Sejak usia dua tahun, Alya sudah yatim piatu. Orang tuanya meninggal akibat kecelakaan di jalan raya ketika dalam perjalanan pulang dari pasar. Sejak saat itu, neneknyalah yang mengasuhnya. Sang nenek, yang kini sudah renta dan sering sakit-sakitan, hanya bisa menghidupi mereka berdua dari hasil menenun kain dan sedikit uang kiriman dari sanak saudara yang tidak seberapa.
Karena keterbatasan biaya, Alya hanya bisa sekolah sampai SMP. Setelah itu, ia membantu neneknya mengurus rumah, menenun, dan sesekali membantu tetangga. Namun Alya selalu punya keinginan besar: ingin keluar dari lingkaran kemiskinan, ingin mengubah nasib agar bisa memberikan kehidupan yang layak untuk neneknya.

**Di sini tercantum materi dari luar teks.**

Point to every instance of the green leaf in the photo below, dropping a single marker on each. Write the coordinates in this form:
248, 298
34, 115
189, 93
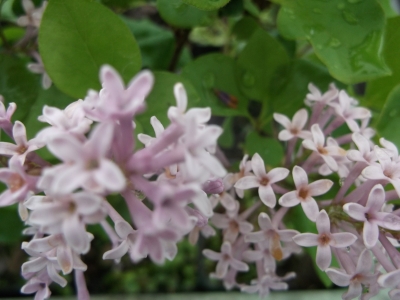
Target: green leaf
343, 33
290, 98
207, 4
260, 65
156, 43
389, 119
180, 14
17, 84
379, 89
11, 225
214, 73
162, 97
270, 150
77, 37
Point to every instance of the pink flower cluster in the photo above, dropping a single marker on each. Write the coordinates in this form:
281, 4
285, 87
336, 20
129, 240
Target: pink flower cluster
356, 225
94, 140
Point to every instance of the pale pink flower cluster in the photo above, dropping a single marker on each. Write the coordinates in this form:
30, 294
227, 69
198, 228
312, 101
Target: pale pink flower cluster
94, 142
355, 224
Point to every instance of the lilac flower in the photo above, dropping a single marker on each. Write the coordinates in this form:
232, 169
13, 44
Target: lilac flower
114, 101
23, 146
361, 276
68, 215
325, 152
293, 128
178, 113
270, 234
304, 193
225, 260
262, 180
37, 286
387, 169
372, 216
84, 165
324, 240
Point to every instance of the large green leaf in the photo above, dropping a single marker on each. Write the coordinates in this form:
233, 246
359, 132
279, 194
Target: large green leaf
214, 73
379, 89
77, 37
180, 14
156, 44
207, 4
270, 150
290, 98
17, 84
162, 97
389, 119
260, 65
346, 35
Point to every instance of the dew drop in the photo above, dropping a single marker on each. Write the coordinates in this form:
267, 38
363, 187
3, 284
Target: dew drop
349, 17
341, 5
334, 43
248, 79
208, 80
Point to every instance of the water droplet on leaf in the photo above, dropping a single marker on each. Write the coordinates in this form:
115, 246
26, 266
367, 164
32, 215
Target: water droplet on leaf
334, 43
208, 80
248, 79
349, 17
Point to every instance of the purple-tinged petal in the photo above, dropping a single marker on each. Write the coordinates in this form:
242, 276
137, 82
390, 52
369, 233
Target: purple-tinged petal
212, 254
238, 265
306, 239
373, 172
390, 279
257, 164
255, 237
339, 278
19, 133
267, 195
356, 211
300, 118
376, 198
117, 252
310, 208
324, 257
289, 199
364, 263
222, 268
320, 187
300, 177
342, 239
247, 182
370, 234
355, 290
277, 174
264, 221
323, 222
110, 176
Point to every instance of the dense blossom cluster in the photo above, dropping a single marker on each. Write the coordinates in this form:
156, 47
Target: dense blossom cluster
173, 185
356, 225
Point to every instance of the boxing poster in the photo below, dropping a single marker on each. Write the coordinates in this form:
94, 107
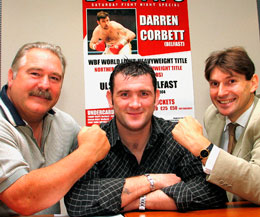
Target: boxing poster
154, 31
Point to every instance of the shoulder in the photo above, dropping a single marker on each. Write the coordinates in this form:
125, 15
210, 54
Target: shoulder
64, 120
162, 125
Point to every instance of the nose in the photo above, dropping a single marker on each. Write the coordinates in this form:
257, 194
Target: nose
44, 83
222, 90
135, 102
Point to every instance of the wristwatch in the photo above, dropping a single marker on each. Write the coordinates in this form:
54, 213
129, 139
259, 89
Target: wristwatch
142, 203
205, 152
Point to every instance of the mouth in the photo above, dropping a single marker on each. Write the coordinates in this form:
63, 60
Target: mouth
41, 94
226, 102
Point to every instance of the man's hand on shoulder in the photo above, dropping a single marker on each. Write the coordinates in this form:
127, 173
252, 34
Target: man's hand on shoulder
94, 141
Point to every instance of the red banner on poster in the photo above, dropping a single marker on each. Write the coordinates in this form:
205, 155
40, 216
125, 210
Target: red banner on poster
158, 34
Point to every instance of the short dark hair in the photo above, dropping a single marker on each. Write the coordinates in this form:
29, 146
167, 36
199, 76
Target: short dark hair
102, 15
132, 68
231, 59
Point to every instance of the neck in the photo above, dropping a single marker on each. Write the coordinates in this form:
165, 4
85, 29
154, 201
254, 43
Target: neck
135, 141
37, 130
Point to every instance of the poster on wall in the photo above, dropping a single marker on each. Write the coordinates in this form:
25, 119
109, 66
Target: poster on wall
157, 32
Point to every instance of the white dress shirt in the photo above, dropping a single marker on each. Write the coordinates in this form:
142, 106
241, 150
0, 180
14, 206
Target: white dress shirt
241, 121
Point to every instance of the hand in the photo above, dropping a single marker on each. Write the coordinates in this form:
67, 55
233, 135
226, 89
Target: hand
116, 48
189, 133
94, 141
165, 180
100, 46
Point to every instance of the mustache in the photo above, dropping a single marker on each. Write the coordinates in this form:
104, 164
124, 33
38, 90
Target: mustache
41, 93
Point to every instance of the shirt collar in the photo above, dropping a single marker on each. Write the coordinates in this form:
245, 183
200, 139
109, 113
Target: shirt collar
10, 111
156, 131
242, 120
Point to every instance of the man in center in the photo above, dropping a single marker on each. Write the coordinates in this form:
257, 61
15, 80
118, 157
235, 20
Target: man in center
110, 37
145, 167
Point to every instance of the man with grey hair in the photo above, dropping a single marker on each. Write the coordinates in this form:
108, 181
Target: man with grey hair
36, 138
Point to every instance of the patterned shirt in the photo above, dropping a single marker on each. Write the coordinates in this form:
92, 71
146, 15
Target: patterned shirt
98, 192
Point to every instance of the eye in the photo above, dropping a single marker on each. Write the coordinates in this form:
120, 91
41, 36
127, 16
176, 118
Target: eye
55, 78
35, 74
213, 84
124, 94
144, 93
232, 81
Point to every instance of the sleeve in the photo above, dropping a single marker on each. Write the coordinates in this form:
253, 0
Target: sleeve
244, 165
12, 163
93, 195
194, 192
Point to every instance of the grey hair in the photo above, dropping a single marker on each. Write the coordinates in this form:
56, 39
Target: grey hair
41, 45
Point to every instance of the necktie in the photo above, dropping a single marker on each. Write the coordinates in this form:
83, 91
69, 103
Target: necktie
231, 138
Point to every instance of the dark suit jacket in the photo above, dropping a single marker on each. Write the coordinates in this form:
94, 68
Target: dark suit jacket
238, 173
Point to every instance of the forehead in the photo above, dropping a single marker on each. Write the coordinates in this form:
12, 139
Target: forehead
104, 19
41, 57
219, 74
122, 81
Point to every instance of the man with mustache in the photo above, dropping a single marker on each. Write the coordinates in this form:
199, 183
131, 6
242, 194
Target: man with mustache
235, 166
36, 138
110, 36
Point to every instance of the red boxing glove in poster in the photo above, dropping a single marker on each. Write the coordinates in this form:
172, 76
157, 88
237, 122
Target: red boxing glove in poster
100, 46
116, 48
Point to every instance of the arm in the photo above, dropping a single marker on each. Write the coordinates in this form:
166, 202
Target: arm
99, 196
189, 133
227, 164
51, 183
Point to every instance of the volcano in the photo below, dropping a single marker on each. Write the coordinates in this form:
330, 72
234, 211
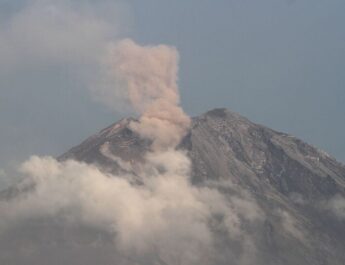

Sore itu, Alya menggenggam selembar kertas lusuh-pengumuman lowongan pekerjaan di kota.
"Alya, kau masih menatap kertas itu lagi?" suara serak neneknya terdengar dari dalam rumah.
Alya menoleh. "Iya, Nek. Alya cuma... sedang berpikir. Apa sebaiknya Alya mencoba ke kota? Di sini pekerjaan tidak ada, sedangkan nenek semakin sering sakit. Kalau Alya hanya di desa, sampai kapan pun hidup kita akan begini-begini saja."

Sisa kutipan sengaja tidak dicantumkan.